Tecnológico de Monterrey in late-October successfully led the first program under the APRU Open Dialogues Pilot, circling in on the topic of gender-based violence prevention in learning environments.
This comes shortly after UNESCO flagged that school violence is widespread, occurs in all countries, and affects many children and adolescents. Whilst data on sexual or gender-based violence in school is difficult to collect, global data shows that one in four young women has already experienced violence by an intimate partner by the time they turn 24.
Forty undergraduate students (23 men and 17 women) from Tecnológico de Monterrey, Universidad San Francisco de Quito, University of Oregon, and Universidad de Chile participated in the first dialogue that allowed the students to share their points of view, perspectives, and ways to support their communities. The dialogue exercise was guided by a team of experts and fifteen moderators.
“Walking down the path of the mainstreaming gender perspective is opening the way to the true future.

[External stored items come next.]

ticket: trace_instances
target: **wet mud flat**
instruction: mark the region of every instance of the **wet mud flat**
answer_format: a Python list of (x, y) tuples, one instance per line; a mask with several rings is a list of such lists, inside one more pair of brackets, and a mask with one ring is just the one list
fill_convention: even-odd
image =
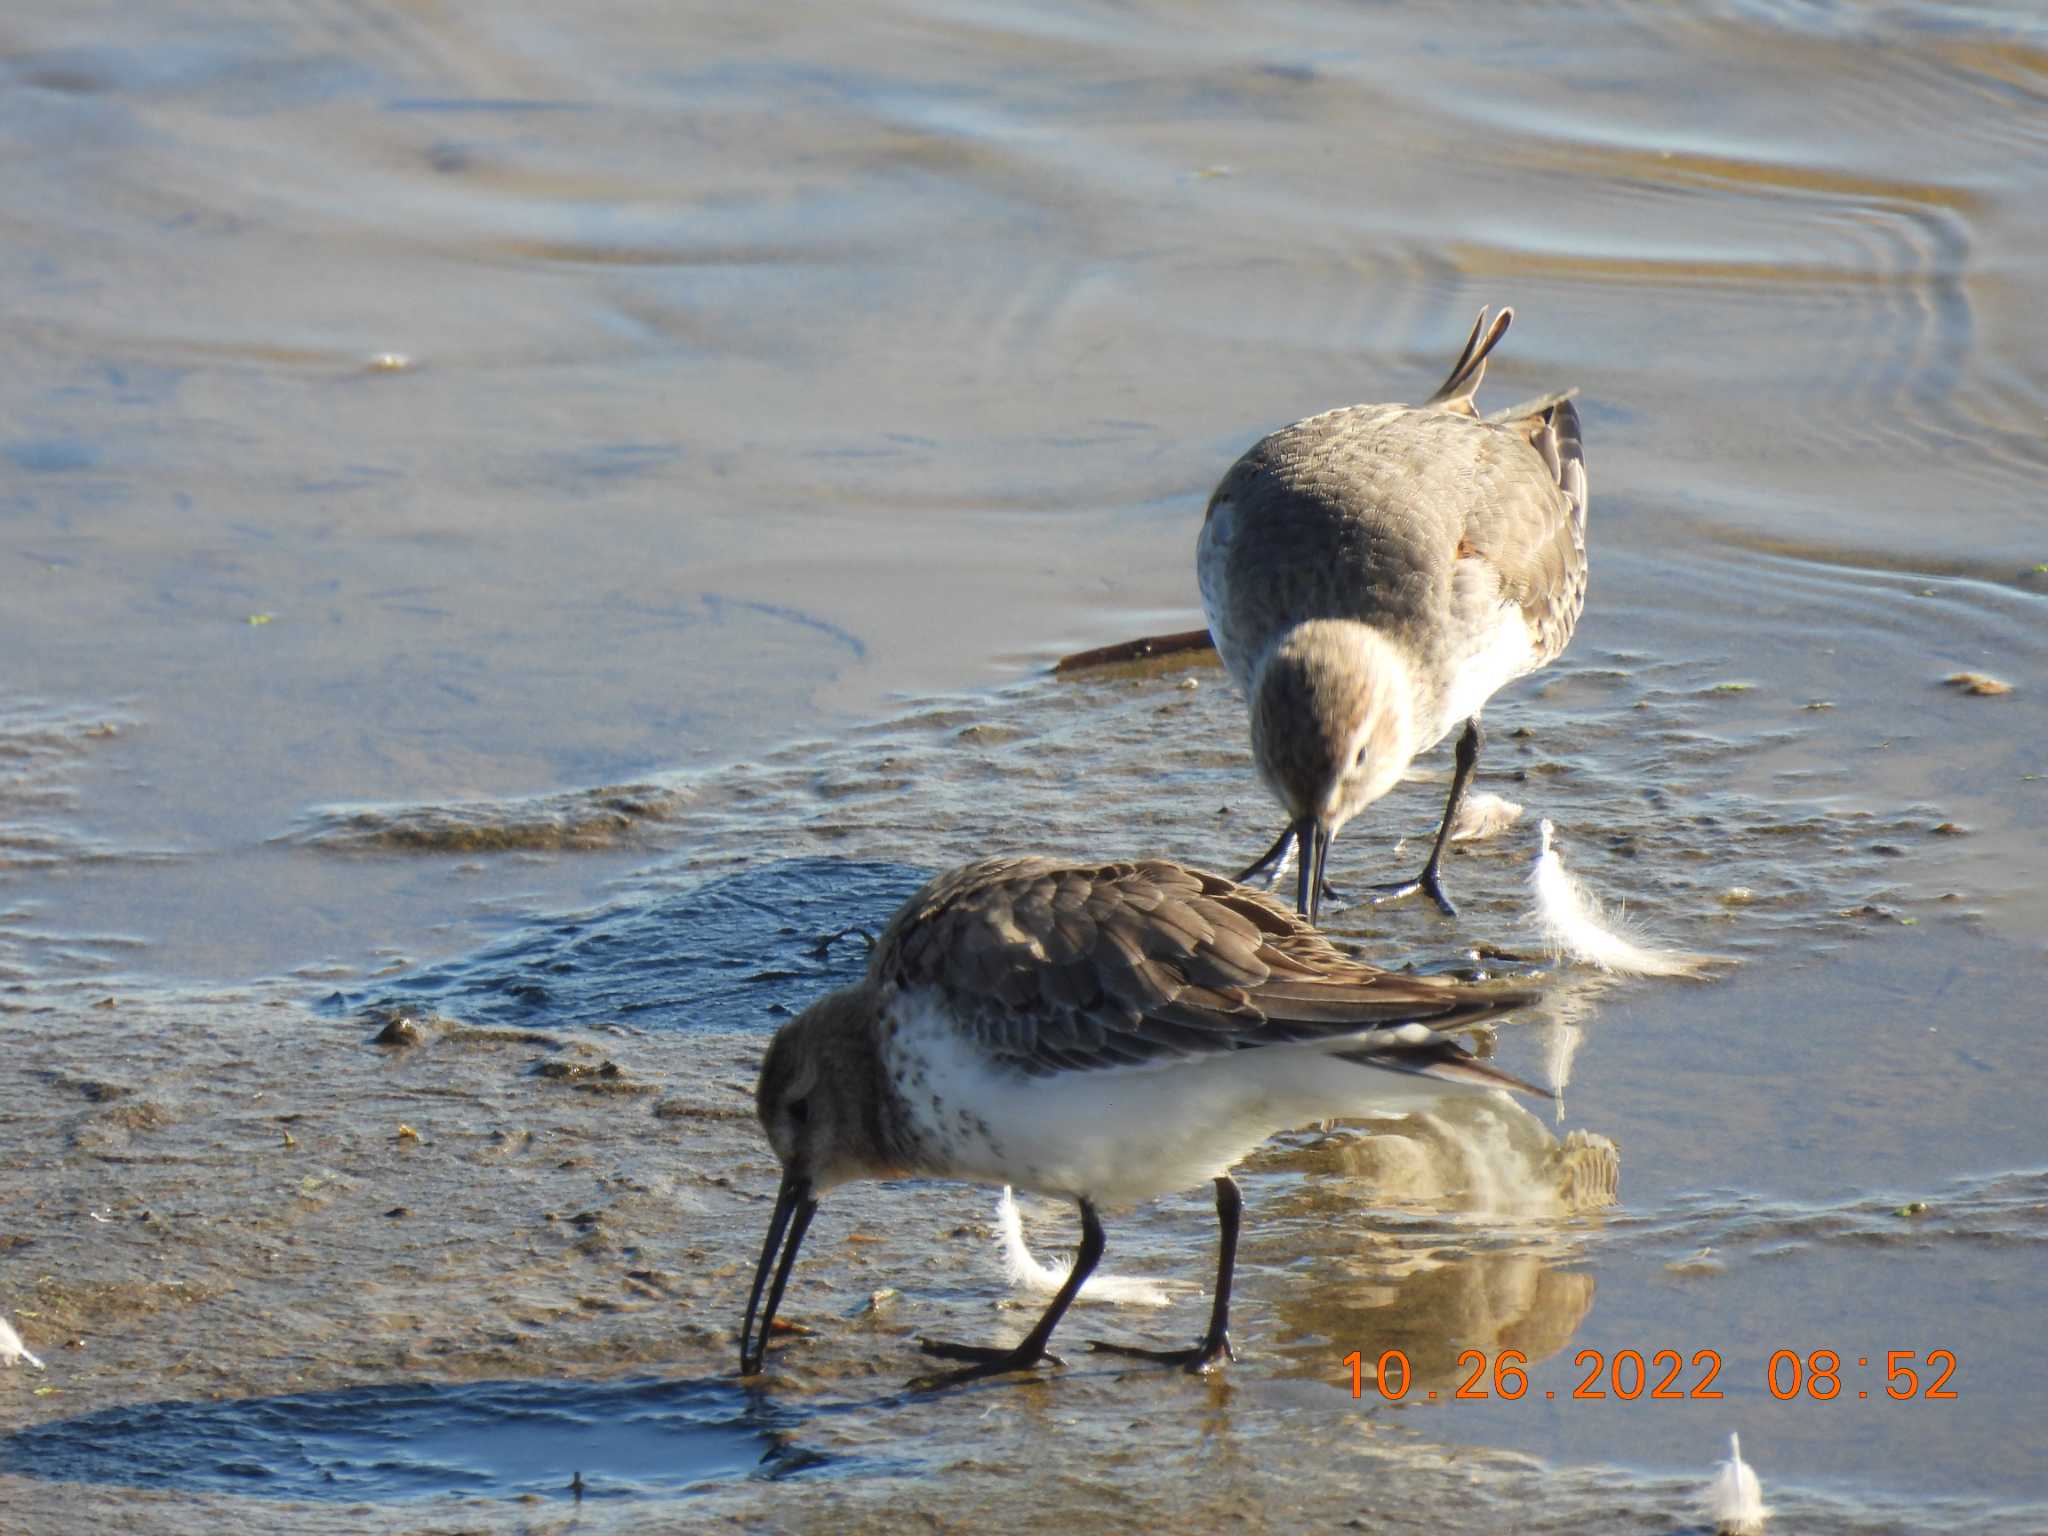
[[(49, 1368), (0, 1381), (0, 1528), (1691, 1528), (1696, 1477), (1446, 1441), (1412, 1404), (1354, 1399), (1337, 1360), (1401, 1348), (1416, 1394), (1448, 1398), (1464, 1348), (1556, 1357), (1626, 1225), (1598, 1177), (1538, 1210), (1564, 1165), (1530, 1165), (1503, 1218), (1459, 1171), (1469, 1127), (1285, 1138), (1245, 1175), (1237, 1367), (1084, 1352), (1192, 1336), (1186, 1285), (1164, 1310), (1077, 1308), (1065, 1370), (937, 1395), (905, 1390), (919, 1336), (1014, 1336), (1036, 1303), (1003, 1280), (989, 1192), (855, 1186), (741, 1383), (775, 1174), (760, 1034), (409, 1018), (246, 991), (10, 1017), (34, 1087), (0, 1147), (7, 1300)], [(1493, 1214), (1459, 1218), (1475, 1205)], [(1205, 1278), (1203, 1206), (1113, 1217), (1106, 1267)], [(1026, 1215), (1041, 1253), (1070, 1241), (1069, 1214)], [(2010, 1505), (1774, 1493), (1818, 1529), (2027, 1528)]]
[[(1030, 1475), (1027, 1446), (1073, 1455), (1058, 1426), (1118, 1400), (1177, 1421), (1169, 1453), (1200, 1459), (1196, 1426), (1234, 1390), (1084, 1364), (991, 1393), (903, 1392), (918, 1333), (1028, 1321), (998, 1305), (987, 1192), (951, 1186), (835, 1197), (790, 1304), (798, 1328), (767, 1378), (738, 1382), (774, 1188), (757, 1032), (380, 1024), (249, 992), (8, 1022), (32, 1086), (9, 1094), (0, 1147), (7, 1301), (48, 1361), (4, 1383), (10, 1529), (626, 1528), (669, 1500), (741, 1525), (886, 1524), (906, 1501), (964, 1518)], [(1302, 1158), (1341, 1168), (1294, 1148), (1254, 1198), (1284, 1203)], [(1066, 1240), (1040, 1229), (1042, 1246)], [(1177, 1332), (1200, 1306), (1186, 1289), (1166, 1316), (1083, 1308), (1072, 1331)], [(1345, 1417), (1326, 1385), (1314, 1396)], [(991, 1414), (1008, 1449), (977, 1471)], [(1155, 1454), (1146, 1433), (1113, 1439)], [(1276, 1514), (1263, 1477), (1119, 1488), (1105, 1450), (1113, 1464), (1098, 1446), (1052, 1474), (1026, 1523)], [(552, 1475), (579, 1452), (587, 1464)], [(919, 1480), (941, 1464), (943, 1492)], [(1309, 1503), (1344, 1500), (1332, 1486)]]
[[(50, 1368), (0, 1376), (9, 1516), (893, 1529), (1000, 1508), (1026, 1529), (1669, 1532), (1739, 1427), (1803, 1529), (2035, 1528), (2023, 1469), (1986, 1464), (2008, 1479), (1994, 1496), (1955, 1487), (1991, 1454), (1971, 1426), (2024, 1400), (1987, 1341), (2031, 1304), (2048, 1248), (2048, 1174), (2017, 1118), (2020, 951), (1996, 902), (1948, 899), (1985, 882), (1984, 840), (1938, 830), (1982, 825), (1995, 800), (1859, 779), (1844, 745), (1888, 727), (1856, 697), (1812, 712), (1796, 683), (1723, 676), (1589, 647), (1547, 697), (1503, 708), (1482, 787), (1558, 816), (1573, 867), (1638, 921), (1742, 963), (1701, 983), (1553, 974), (1491, 1043), (1568, 1083), (1547, 1125), (1340, 1125), (1263, 1150), (1243, 1181), (1243, 1358), (1208, 1382), (1081, 1349), (1199, 1331), (1214, 1226), (1194, 1191), (1107, 1223), (1105, 1271), (1174, 1283), (1170, 1306), (1078, 1308), (1068, 1368), (1042, 1379), (906, 1392), (920, 1336), (1014, 1337), (1037, 1305), (1005, 1279), (992, 1193), (923, 1184), (835, 1192), (785, 1304), (802, 1331), (759, 1381), (732, 1373), (776, 1179), (752, 1114), (766, 1032), (864, 963), (849, 929), (1006, 828), (1077, 852), (1257, 841), (1213, 669), (913, 701), (636, 799), (660, 812), (643, 832), (676, 846), (605, 901), (311, 1002), (302, 984), (18, 984), (0, 999), (0, 1306)], [(1928, 686), (1965, 723), (2009, 702)], [(1215, 745), (1162, 778), (1190, 739)], [(1758, 781), (1759, 750), (1797, 766)], [(1655, 794), (1611, 771), (1631, 756), (1655, 760)], [(1426, 824), (1436, 768), (1389, 820)], [(479, 821), (531, 819), (516, 801), (446, 809), (312, 815), (296, 856), (347, 869), (442, 856), (444, 838), (468, 856)], [(1528, 937), (1527, 833), (1461, 848), (1457, 939)], [(1363, 829), (1349, 850), (1354, 867), (1390, 856)], [(1332, 923), (1383, 959), (1524, 963), (1398, 910)], [(1936, 975), (1991, 1022), (1929, 1036), (1908, 1000)], [(1987, 1059), (2007, 1070), (1971, 1066)], [(1930, 1125), (1967, 1135), (1967, 1156), (1930, 1159)], [(1589, 1158), (1602, 1144), (1618, 1150)], [(1903, 1214), (1909, 1197), (1924, 1208)], [(1071, 1243), (1070, 1213), (1025, 1216), (1041, 1257)], [(1971, 1299), (1941, 1302), (1959, 1280)], [(1944, 1306), (1942, 1340), (1907, 1337)], [(1754, 1379), (1790, 1342), (1854, 1347), (1852, 1325), (1966, 1360), (1963, 1405), (1911, 1431), (1946, 1485), (1857, 1475), (1840, 1421)], [(1569, 1400), (1575, 1352), (1681, 1344), (1725, 1353), (1726, 1401), (1456, 1401), (1471, 1350), (1518, 1351)], [(1412, 1390), (1354, 1397), (1345, 1355), (1390, 1348)]]
[[(404, 1032), (418, 1043), (380, 1046), (366, 1024), (233, 993), (10, 1017), (29, 1086), (9, 1095), (0, 1241), (13, 1314), (49, 1362), (7, 1383), (11, 1429), (723, 1362), (717, 1302), (744, 1256), (708, 1232), (749, 1205), (733, 1186), (751, 1112), (731, 1085), (754, 1045), (670, 1038), (636, 1056), (430, 1019)], [(687, 1069), (664, 1050), (687, 1050)], [(701, 1088), (674, 1098), (671, 1081)], [(178, 1476), (163, 1500), (95, 1493), (90, 1457), (80, 1482), (22, 1476), (35, 1457), (6, 1453), (10, 1518), (135, 1497), (169, 1519), (191, 1498)]]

Celebrating, recognizing and working on diversity in co-responsibility as universities and giving our student communities the powerful tool of ‘dialogue’ is weaving threads of equality for the well-being of our societies.” said Alba Cázeres from the Center for the recognition of Human Dignity at Tecnológico de Monterrey.
The APRU Open Dialogues Pilot aims to develop a collaborative model for promoting sustained dialogues among the consortium universities, to create empathy and awareness on current shared topics, as well as develop leadership skills.
“Nowadays, bringing together students from different countries to learn from one another is not just technologically feasible and cost-effective, but necessary in terms of developing the very cultural sensitivity and intercultural communication skill sets that are highly needed in the global job market,” said David Huerta Harris, Director of International Transversal Models at Tecnológico de Monterrey.
“Participants are invited to listen strongly enough to integrate other visions into their own, thus developing a broader understanding of the issues and challenges our societies face.”
The October pilot program was delivered in Spanish, with a first English-language program to be announced soon for 2024. On the list of expected outcomes are the creation of immediate and lasting impact on student communities; improved connection of students across borders; strengthened awareness of diversity and inclusion issues; and collection of insights to assess the pertinence of building a larger-scale Open Dialogues consortium program.